Jakarta, aktual.com – Kementerian Kelautan dan Perikanan (KKP) meluncurkan Sistem Informasi Kinerja Pelayanan Berintegritas Inovatif No Gratifikasi (Si Kepiting) untuk mempermudah layanan kepada pembudidaya ikan. Aplikasi ini mampu memangkas waktu layanan dari tiga hari menjadi satu jam.

Aplikasi tersebut merupakan inovasi pelayanan Direktorat Jenderal Perikanan Budidaya (DJPB) dan dikembangkan di Balai Perikanan Budidaya Air Payau (BPBAP) Takalar. Melalui aplikasi ini, pembudidaya ikan dapat mengakses layanan bimbingan teknis, pendampingan teknologi, hingga penyediaan data pembudidayaan ikan.
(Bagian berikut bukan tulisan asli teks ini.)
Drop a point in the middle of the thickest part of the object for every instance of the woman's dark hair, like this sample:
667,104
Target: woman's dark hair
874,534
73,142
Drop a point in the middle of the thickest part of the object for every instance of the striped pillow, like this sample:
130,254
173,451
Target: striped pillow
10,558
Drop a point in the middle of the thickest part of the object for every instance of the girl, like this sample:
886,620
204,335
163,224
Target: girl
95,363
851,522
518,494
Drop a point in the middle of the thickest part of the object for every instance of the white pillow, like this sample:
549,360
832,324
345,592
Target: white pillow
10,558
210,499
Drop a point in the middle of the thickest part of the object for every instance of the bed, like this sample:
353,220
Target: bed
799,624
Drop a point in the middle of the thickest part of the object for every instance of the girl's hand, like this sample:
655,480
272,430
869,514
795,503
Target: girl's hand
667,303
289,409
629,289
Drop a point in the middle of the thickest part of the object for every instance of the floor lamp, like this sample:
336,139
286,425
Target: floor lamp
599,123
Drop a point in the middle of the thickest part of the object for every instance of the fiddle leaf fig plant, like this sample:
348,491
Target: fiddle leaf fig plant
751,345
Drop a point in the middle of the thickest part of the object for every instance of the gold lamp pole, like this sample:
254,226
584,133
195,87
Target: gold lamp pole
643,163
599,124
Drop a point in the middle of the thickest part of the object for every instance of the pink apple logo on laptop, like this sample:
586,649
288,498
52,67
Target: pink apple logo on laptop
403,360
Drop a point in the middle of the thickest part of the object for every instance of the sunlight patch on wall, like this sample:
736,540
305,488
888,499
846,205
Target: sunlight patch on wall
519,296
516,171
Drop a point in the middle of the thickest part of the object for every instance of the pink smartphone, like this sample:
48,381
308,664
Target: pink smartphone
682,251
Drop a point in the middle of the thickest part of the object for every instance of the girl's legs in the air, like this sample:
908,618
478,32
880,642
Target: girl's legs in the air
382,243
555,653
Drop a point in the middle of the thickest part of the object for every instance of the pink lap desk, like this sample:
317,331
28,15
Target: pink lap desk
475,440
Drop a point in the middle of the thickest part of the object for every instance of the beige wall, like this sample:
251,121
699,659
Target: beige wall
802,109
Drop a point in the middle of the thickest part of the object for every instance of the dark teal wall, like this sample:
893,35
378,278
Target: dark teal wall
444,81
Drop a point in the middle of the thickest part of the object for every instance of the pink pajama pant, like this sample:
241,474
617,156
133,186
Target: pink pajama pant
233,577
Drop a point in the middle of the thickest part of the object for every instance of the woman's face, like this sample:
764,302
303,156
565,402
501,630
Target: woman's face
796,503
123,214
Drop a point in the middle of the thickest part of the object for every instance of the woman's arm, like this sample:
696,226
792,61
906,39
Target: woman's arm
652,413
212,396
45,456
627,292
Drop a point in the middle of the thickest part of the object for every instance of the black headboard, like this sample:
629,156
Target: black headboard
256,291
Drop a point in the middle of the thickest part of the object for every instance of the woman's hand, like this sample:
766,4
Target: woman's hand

Sikepiting resmi diluncurkan dan sudah dapat diakses oleh masyarakat. Namun platform aplikasi ini masih akan melakukan tahap penyempurnaan agar terintegrasi dengan pusat data statistik, dan informasi (Pusdatin) KKP, untuk memberikan pelayanan yang lebih cepat dan responsif.

Direktur Jenderal Perikanan Budidaya, Tb Haeru Rahayu meminta agar Si Kepiting bisa segera dimanfaatkan masyarakat. Bukan tanpa alasan, peluncuran inovasi Si Kepiting juga diharapkan menjadi salah satu wujud pembangunan zona integritas di wilayah kerja KKP, dan DJPB khususnya.
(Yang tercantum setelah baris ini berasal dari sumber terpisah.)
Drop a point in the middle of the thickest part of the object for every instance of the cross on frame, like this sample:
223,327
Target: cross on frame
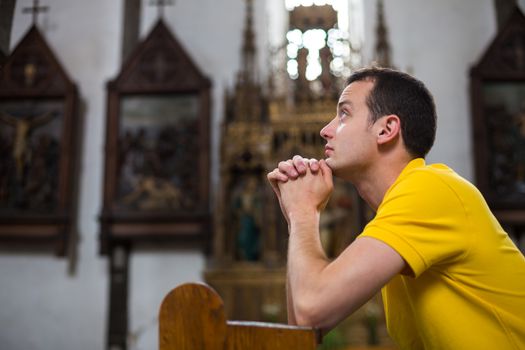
161,4
35,9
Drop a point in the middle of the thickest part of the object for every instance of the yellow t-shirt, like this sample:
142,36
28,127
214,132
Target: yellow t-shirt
467,290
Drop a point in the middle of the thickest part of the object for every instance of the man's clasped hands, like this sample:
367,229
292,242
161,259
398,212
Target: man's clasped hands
303,186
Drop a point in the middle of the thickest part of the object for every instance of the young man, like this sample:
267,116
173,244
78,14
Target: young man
451,278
Dengan adanya inovasi Si Kepiting, para stakeholder, pelaku usaha budidaya, penyuluh dan semua yang terlibat dalam usaha di bidang perikanan budidaya bisa dengan mudah mengakses layanan melalui ponsel pribadi.
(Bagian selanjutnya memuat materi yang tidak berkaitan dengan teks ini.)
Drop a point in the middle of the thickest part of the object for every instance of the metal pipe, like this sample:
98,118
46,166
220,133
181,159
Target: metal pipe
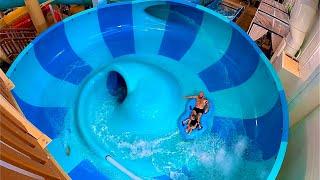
121,168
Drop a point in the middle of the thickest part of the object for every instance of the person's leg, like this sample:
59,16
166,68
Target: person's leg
188,127
193,112
199,119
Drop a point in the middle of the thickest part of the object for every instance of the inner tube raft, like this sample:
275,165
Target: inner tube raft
206,121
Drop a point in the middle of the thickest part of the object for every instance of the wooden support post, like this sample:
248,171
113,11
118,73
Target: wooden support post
36,15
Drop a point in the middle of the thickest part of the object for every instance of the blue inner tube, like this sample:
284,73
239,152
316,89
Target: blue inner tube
206,121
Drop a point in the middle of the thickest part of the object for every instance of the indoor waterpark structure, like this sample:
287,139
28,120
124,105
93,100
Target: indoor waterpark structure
159,89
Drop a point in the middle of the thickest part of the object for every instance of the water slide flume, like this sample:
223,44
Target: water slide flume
158,52
121,168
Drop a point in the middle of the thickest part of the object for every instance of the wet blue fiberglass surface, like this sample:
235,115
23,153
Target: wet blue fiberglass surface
111,81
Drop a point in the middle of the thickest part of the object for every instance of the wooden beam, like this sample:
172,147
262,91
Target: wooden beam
17,159
10,174
12,113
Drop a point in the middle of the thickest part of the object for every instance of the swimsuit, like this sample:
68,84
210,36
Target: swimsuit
198,110
193,122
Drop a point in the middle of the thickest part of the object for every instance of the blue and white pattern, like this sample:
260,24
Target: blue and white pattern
50,72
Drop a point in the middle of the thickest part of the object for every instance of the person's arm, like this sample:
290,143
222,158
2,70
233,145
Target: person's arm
206,108
190,97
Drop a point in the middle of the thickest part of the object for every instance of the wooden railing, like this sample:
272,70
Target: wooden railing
14,40
22,144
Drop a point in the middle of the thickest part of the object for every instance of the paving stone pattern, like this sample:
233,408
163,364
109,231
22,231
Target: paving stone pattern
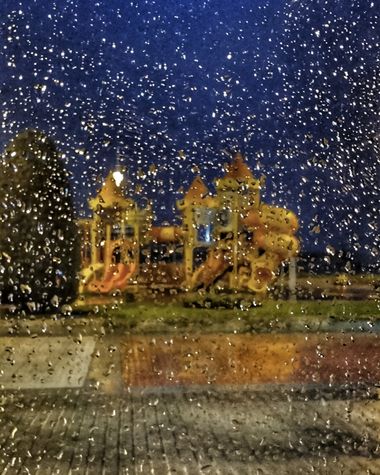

“Kami apresiasi, dengan launching Si Kepiting, sehingga kita bisa memberikan pelayanan yang lebih baik kepada masyarakat,” ujar Tb Haeru Rahayu dalam siaran pers seperti dilansir dari situs resmi KKP, Minggu (14/8) malam.

Sementara itu, Kepala BPBAP Takalar, Nur Muflich Juniyanto menyampaikan nama Si Kepiting diambil karena kepiting merupakan salah satu komoditas unggulan dan sangat identik dengan BPBAP Takalar.

Si Kepiting diluncurkan sebagai peningkatan pelayanan publik dan pembangunan zona integritas di wilayah kerja KKP.

Dia menjelaskan BPBAP Takalar sebagai salah satu unit pelaksana teknis DJPB KKP memiliki tupoksi dalam melakukan kegiatan pelayanan kepada masyarakat melalui pendampingan teknis, penyaluran bantuan benih dan pakan mandiri, pelayanan magang dan PKL. Serta pengujian laboratorium kesehatan ikan dan lingkungan, dengan wilayah kerja yang luas meliputi pulau Sulawesi, kepulauan Maluku dan wilayah Papua.

Dengan menggunakan aplikasi Si Kepiting masyarakat bisa memangkas waktu birokrasi, yang biasanya bisa memakan waktu selama tiga hari, kini dengan aplikasi Si Kepiting masyarakat bisa bertanya dan langsung dijawab oleh operator. Bahkan tanpa harus datang ke BPBAP Takalar.

Sementara itu, salah satu penyuluh perikanan budidaya di Kabupaten Pangkajene Kepulauan Provinsi Sulawesi Selatan, Risna Irawati mengaku sangat terbantu dengan aplikasi Si Kepiting di BPBAP Takalar. Menurutnya dengan adanya aplikasi Si Kepiting, maka hal itu lebih memudahkan para pembudidaya untuk mengakses informasi dari BPBAP Takalar.